Die wichtigsten Änderungen zum Wesentlichkeitsanalyse Leitfaden

1. Neue Sektion zu Wesentlichkeit auf Gruppen- und Tochtergesellschaftsebene

Eine der bedeutendsten Änderungen ist die Einführung der neuen Sektion 3.6.3 “Überlegungen für Gruppen und Tochtergesellschaften”. Diese Sektion bietet klare Richtlinien, wie wesentliche Themen, die auf Tochtergesellschaftsebene identifiziert wurden, in die Wesentlichkeitsanalyse auf Gruppenebene einfließen sollen. Dies stellt sicher, dass die Beurteilungen auf Gruppenebene umfassend und kohärent sind.

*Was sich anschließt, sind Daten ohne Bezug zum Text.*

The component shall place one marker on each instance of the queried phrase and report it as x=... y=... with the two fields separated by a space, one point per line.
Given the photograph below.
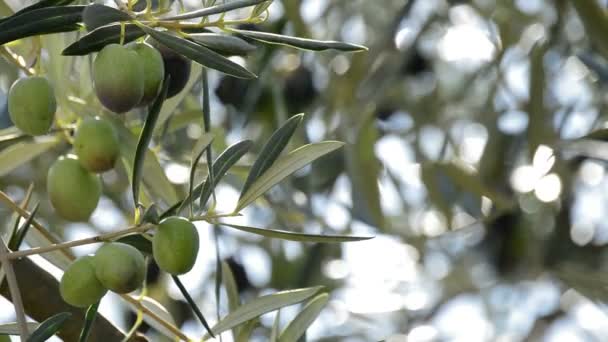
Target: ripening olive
x=79 y=286
x=120 y=267
x=118 y=76
x=175 y=245
x=177 y=66
x=32 y=105
x=74 y=192
x=154 y=71
x=96 y=144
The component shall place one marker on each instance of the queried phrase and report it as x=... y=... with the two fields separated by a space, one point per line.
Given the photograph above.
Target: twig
x=74 y=243
x=14 y=289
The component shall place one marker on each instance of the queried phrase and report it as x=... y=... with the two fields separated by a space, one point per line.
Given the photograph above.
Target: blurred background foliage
x=475 y=153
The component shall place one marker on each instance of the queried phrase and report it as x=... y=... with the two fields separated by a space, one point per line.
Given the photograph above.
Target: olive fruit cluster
x=116 y=266
x=129 y=77
x=72 y=186
x=32 y=105
x=175 y=245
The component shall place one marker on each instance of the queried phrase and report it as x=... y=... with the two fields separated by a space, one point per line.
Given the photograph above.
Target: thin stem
x=81 y=242
x=13 y=287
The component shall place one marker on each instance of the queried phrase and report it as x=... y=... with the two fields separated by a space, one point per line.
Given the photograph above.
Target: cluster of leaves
x=107 y=25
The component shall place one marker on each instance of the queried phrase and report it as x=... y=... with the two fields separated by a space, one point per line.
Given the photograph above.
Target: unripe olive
x=96 y=144
x=154 y=71
x=74 y=192
x=32 y=105
x=177 y=66
x=175 y=245
x=79 y=285
x=120 y=267
x=118 y=76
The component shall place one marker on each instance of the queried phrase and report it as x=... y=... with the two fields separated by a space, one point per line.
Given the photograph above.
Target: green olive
x=79 y=286
x=120 y=267
x=96 y=144
x=32 y=105
x=154 y=71
x=175 y=245
x=74 y=192
x=118 y=76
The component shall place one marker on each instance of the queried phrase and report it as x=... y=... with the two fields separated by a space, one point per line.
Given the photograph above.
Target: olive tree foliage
x=116 y=118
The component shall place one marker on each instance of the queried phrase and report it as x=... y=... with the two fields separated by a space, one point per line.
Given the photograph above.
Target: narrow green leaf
x=232 y=291
x=95 y=40
x=291 y=236
x=97 y=15
x=285 y=166
x=221 y=165
x=18 y=154
x=297 y=327
x=13 y=328
x=89 y=319
x=138 y=241
x=595 y=21
x=197 y=152
x=259 y=9
x=274 y=333
x=145 y=137
x=193 y=306
x=300 y=43
x=223 y=43
x=229 y=6
x=272 y=149
x=49 y=327
x=21 y=232
x=262 y=305
x=199 y=54
x=40 y=21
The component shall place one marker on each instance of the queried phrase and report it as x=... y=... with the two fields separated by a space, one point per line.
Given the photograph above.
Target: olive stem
x=13 y=287
x=81 y=242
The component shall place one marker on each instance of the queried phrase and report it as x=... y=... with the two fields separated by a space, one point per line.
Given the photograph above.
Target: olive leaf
x=300 y=43
x=95 y=40
x=232 y=5
x=199 y=54
x=40 y=21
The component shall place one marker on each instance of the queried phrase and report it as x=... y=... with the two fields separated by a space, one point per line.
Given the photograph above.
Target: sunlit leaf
x=297 y=327
x=285 y=166
x=271 y=150
x=229 y=6
x=49 y=327
x=145 y=137
x=16 y=155
x=199 y=54
x=262 y=305
x=300 y=43
x=96 y=40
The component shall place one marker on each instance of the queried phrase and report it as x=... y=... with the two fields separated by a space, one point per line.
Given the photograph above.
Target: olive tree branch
x=14 y=290
x=81 y=242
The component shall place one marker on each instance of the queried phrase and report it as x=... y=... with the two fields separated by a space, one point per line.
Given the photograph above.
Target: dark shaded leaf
x=145 y=137
x=192 y=304
x=199 y=54
x=138 y=241
x=22 y=231
x=301 y=237
x=223 y=43
x=232 y=5
x=97 y=15
x=300 y=43
x=40 y=21
x=89 y=319
x=272 y=149
x=221 y=165
x=95 y=40
x=49 y=327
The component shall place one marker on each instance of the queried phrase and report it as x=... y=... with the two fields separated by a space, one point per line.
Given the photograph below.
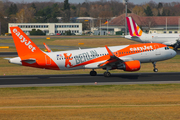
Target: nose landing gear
x=154 y=65
x=93 y=73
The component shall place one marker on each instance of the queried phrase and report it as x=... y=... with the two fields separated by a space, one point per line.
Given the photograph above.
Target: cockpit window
x=166 y=48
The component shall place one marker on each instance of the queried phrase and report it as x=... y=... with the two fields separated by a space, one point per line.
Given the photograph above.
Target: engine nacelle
x=134 y=65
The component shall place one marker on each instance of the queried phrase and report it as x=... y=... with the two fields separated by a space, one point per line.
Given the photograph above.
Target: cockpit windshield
x=166 y=48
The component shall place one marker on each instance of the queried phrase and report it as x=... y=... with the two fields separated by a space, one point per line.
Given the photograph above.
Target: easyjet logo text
x=141 y=48
x=24 y=40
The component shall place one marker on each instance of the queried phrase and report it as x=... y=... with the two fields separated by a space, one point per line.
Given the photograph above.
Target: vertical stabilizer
x=134 y=29
x=24 y=45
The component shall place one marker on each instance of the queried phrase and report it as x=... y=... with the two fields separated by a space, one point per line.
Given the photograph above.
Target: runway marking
x=84 y=106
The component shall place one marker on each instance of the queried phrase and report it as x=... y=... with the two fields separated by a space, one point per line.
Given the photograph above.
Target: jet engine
x=134 y=65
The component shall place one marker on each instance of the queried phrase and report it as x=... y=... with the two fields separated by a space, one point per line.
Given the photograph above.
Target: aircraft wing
x=47 y=48
x=113 y=60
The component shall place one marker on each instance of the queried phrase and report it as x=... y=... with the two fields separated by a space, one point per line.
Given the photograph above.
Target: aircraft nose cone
x=127 y=37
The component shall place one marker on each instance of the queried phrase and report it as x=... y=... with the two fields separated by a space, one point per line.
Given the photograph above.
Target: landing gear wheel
x=107 y=74
x=93 y=73
x=155 y=70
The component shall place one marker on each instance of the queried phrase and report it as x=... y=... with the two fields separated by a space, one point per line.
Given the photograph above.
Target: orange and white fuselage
x=126 y=57
x=136 y=34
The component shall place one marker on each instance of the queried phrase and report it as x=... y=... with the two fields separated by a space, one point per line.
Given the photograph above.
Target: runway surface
x=85 y=79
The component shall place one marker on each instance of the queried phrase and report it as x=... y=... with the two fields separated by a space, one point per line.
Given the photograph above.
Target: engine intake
x=134 y=65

Das Mutterunternehmen kann seine Wesentlichkeitsbewertung mit verschiedenen oder einer hybriden Kombination aus folgenden zwei Ansätzen durchführen:

  1. Top-Down-Ansatz, bei dem eine Bewertung auf Konzernebene durchgeführt wird, wobei die Tochterunternehmen einbezogen oder konsultiert werden, auch um die notwendigen Informationen zu erhalten; und/oder
  2. Bottom-Up-Ansatz, bei dem eine Bewertung auf der Ebene der Tochterunternehmen durchgeführt wird und die Ergebnisse auf Konzernebene konsolidiert werden.

Es gibt auch eine hybride Option. Dabei ist der Ausgangspunkt die Ermittlung der Auswirkungen, die in der gesamten Gruppe gemeinsam sind (Top-Down)und dann der Bottom-Up-Ansatz für Auswirkungen, die für eine oder mehrere Tochtergesellschaften spezifisch sind. Diese werden anhand der Schwellenwerte auf Konzernebene bewertet.

Details dazu finden Sie im IG 1 Seite 32 (Sektion 3.6.3) und Seite 46 (FAQ 13).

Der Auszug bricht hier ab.